The simplest solution would be to make the batch interval the same as your message window size, but that causes more problems, namely:
- Your job can’t perform any other triggers on the source data at a shorter interval
- You won’t know about these alerts until some time after they happen (in this case 5 minutes)
External would be terrible, and neither Spark counters nor globals are much use here.
Solution
We need to do two things:
- Stop the RDD re-running and instead use the streaming state. We can do this by using the
reduceByKeyAndWindow
overload that allows us to specify the inverse function for removing data as it goes out of the window. - Introduce a small amount of in-RDD state used to identify when the event is clear and when it should fire again.
Let us assume we have a class to handle part 2 named WindowEventTrigger
that provides add and remove methods and a boolean triggerNow
flag that identifies when the event should re-fire. Our RDD body would now look like this:
kafkaConsumer
.flatMap(parseSecurityMessage)
.filter(m => m.securityType == 'DDOS')
.map(m => m.targetIp -> WindowEventTrigger(Seq(m.timestamp, m.sourceIp), messageLimit))
.reduceByKeyAndWindow(_ add _, _ remove _, messageWindow)
.filter(_._2.triggerNow)
.foreachRDD(m => m.foreach(createAlertEvent))

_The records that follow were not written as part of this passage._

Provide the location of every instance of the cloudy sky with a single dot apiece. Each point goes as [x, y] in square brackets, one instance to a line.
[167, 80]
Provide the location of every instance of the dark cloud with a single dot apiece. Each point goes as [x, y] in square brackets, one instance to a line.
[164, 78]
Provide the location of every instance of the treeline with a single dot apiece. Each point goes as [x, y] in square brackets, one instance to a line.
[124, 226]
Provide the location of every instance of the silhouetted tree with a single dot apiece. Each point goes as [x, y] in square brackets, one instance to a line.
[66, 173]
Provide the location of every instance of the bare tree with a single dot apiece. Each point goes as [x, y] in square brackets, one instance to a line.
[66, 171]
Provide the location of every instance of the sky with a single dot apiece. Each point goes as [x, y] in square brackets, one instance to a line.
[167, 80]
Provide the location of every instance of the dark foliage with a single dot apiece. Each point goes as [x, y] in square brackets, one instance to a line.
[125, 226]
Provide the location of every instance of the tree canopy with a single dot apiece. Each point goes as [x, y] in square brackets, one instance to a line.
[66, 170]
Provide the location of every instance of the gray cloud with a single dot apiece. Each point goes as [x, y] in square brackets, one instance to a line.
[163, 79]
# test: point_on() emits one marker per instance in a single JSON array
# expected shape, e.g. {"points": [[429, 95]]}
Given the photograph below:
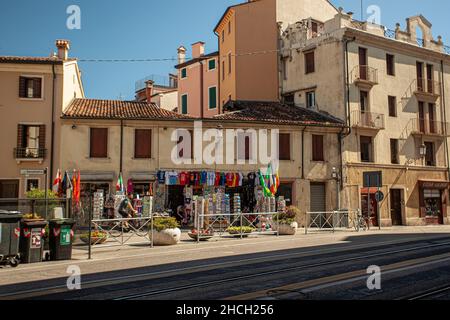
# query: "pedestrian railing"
{"points": [[331, 221]]}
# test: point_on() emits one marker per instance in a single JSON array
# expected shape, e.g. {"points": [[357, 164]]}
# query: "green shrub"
{"points": [[162, 223]]}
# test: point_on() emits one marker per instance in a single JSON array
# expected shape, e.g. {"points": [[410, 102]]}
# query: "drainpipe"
{"points": [[52, 134]]}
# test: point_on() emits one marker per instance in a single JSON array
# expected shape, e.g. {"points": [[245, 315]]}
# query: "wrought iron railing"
{"points": [[30, 153], [366, 119]]}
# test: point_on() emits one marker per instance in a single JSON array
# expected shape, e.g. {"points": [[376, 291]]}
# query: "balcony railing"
{"points": [[30, 153], [426, 86], [370, 120], [429, 127], [365, 74]]}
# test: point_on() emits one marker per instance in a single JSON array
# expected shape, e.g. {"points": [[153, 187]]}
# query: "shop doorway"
{"points": [[396, 196], [369, 205]]}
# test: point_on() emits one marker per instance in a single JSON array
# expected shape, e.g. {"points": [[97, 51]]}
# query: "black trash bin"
{"points": [[60, 239], [32, 241], [9, 238]]}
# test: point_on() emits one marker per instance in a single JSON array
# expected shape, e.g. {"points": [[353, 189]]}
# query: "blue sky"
{"points": [[141, 29]]}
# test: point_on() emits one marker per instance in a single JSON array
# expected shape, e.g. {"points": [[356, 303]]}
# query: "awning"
{"points": [[434, 184]]}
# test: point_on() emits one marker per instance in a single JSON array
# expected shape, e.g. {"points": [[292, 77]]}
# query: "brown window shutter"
{"points": [[285, 146], [317, 142], [143, 144], [42, 137], [99, 143], [37, 86], [22, 87]]}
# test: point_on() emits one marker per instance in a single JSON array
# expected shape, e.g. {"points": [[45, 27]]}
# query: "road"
{"points": [[410, 270]]}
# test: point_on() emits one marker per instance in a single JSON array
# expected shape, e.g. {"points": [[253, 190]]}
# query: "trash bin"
{"points": [[60, 239], [9, 237], [31, 240]]}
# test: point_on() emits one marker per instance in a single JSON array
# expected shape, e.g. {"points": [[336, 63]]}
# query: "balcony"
{"points": [[425, 89], [27, 154], [423, 127], [368, 120], [365, 77]]}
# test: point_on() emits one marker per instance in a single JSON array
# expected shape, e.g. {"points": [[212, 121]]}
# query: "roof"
{"points": [[201, 58], [33, 60], [276, 113], [118, 110]]}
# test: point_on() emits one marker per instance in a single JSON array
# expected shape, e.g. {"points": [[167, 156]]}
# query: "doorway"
{"points": [[396, 207]]}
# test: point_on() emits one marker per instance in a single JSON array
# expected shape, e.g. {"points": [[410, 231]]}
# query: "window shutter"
{"points": [[143, 144], [37, 86], [22, 87], [99, 143]]}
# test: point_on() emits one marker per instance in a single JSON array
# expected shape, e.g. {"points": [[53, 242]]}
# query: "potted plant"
{"points": [[286, 222], [166, 231]]}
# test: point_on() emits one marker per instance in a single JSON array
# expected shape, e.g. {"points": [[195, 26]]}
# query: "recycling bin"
{"points": [[9, 238], [60, 239], [31, 240]]}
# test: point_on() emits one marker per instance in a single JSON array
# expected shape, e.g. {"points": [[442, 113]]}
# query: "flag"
{"points": [[57, 182]]}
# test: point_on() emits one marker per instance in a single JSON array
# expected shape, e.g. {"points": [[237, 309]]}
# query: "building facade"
{"points": [[34, 93], [198, 82], [390, 86]]}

How this works is quite simple. We have a case class called WindowEventTrigger
that we map into the stream for each incoming message. It then:
- Tracks incoming messages — if it hits the level, sets the flag, and notes the event
- Tracks outgoing messages — and resets when the event that caused the trigger leaves the window
By switching to the in-memory
groupByKeyAndWindow
, Spark needs to persist state in case executors go down or it is necessary to shuffle data between them. Ensure your SparkStreamingContext object has a checkpoint folder set to reliable storage like HDFS.
WindowEventTrigger class
Here is the WindowEventTrigger
class for your utilisation.
case class WindowEventTrigger[T] private(eventsInWindow: Seq[T], triggerNow: Boolean, private val lastTriggeredEvent: Option[T], private val triggerLevel: Int) {
def this(item: T, triggerLevel: Int) = this(Seq(item), false, None, triggerLevel)

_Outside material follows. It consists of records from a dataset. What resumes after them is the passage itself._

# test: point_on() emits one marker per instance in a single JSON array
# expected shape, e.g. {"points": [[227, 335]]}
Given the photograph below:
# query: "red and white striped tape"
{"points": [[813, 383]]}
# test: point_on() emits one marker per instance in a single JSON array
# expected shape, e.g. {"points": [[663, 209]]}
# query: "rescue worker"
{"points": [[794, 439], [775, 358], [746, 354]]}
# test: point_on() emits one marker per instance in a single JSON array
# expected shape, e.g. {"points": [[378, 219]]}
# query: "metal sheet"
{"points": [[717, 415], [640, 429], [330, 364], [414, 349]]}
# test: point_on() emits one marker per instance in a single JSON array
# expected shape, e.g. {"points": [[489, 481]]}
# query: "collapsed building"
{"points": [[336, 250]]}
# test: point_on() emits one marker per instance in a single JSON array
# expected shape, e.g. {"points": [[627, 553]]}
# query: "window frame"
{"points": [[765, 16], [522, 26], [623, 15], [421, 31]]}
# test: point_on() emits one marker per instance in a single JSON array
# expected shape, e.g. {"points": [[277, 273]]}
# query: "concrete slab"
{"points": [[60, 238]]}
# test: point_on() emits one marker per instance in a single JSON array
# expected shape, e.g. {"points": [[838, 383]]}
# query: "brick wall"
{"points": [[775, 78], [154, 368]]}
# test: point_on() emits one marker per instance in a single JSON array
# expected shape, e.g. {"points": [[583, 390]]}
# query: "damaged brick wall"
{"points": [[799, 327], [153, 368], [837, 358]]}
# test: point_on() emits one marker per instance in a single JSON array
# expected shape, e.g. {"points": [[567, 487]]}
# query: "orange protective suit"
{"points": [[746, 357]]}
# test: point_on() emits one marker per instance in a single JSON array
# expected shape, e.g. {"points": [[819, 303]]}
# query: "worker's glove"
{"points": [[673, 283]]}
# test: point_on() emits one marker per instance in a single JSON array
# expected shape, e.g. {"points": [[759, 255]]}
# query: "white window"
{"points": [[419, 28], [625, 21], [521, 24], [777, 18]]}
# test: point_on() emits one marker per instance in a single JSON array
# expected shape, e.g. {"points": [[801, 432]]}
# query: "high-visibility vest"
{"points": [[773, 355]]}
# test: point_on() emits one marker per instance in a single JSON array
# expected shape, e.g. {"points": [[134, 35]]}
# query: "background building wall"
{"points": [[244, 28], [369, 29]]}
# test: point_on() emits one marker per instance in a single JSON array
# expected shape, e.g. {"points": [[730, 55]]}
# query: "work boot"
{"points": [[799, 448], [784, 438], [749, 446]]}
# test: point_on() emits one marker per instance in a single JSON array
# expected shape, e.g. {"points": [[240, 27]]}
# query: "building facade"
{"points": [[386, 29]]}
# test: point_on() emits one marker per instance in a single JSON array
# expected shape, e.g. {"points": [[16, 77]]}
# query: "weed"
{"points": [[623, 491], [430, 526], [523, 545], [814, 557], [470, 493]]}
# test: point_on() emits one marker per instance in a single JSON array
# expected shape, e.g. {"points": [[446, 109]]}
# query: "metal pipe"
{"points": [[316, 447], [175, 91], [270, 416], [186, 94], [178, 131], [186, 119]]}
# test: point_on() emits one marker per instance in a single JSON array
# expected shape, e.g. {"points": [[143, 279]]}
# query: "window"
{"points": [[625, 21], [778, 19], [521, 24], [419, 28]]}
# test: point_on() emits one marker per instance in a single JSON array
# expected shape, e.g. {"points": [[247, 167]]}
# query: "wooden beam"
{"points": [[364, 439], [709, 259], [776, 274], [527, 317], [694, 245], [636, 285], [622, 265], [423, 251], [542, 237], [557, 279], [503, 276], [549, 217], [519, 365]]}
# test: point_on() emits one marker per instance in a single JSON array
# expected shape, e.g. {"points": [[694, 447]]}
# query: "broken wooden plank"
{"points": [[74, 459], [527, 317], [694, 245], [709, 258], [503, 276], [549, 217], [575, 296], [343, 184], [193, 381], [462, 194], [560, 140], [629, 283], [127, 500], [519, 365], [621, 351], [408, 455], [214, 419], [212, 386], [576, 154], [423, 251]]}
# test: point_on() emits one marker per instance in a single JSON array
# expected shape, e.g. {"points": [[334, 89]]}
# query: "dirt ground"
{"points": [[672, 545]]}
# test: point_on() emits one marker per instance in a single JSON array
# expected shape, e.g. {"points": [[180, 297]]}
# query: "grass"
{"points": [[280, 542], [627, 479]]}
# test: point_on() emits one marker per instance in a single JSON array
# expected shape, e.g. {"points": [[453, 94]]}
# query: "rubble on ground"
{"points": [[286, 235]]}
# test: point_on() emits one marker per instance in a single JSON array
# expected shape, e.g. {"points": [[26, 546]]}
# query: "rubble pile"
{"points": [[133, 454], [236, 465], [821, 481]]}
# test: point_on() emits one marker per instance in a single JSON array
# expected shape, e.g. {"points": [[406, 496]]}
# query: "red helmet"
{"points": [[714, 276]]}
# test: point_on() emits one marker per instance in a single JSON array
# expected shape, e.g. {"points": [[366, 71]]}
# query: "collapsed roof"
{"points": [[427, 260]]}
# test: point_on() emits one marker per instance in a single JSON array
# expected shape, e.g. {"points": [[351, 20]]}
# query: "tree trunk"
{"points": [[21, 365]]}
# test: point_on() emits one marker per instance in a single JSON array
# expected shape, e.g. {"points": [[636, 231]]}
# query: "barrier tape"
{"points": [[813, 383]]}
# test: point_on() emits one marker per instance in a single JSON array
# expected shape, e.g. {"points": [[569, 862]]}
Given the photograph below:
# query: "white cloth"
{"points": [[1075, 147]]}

def add(incoming: WindowEventTrigger[T]): WindowEventTrigger[T] = {
val combined = eventsInWindow ++ incoming.eventsInWindow
val shouldTrigger = lastTriggeredEvent.isEmpty && combined.length >= triggerLevel
val triggeredEvent = if (shouldTrigger) combined.seq.drop(triggerLevel - 1).headOption else lastTriggeredEvent
new WindowEventTrigger(combined, shouldTrigger, triggeredEvent, triggerLevel)
}
def remove(outgoing: WindowEventTrigger[T]): WindowEventTrigger[T] = {
val reduced = eventsInWindow.filterNot(y => outgoing.eventsInWindow.contains(y))
val triggeredEvent = if (lastTriggeredEvent.isDefined && outgoing.eventsInWindow.contains(lastTriggeredEvent.get)) None else lastTriggeredEvent
new WindowEventTrigger(reduced, false, triggeredEvent, triggerLevel)
}
}
Happy streaming,
[)amien
1 response to Time window events with Apache Spark Streaming
Have you had a chance to use the other windowed functions like Lag on a Dstream? We are experiencing performance issues even with really low data volumes and it doesn’t seem like the right solution for calculating the time duration from the current record to the previous for matching fields. At least not in 1.4.1.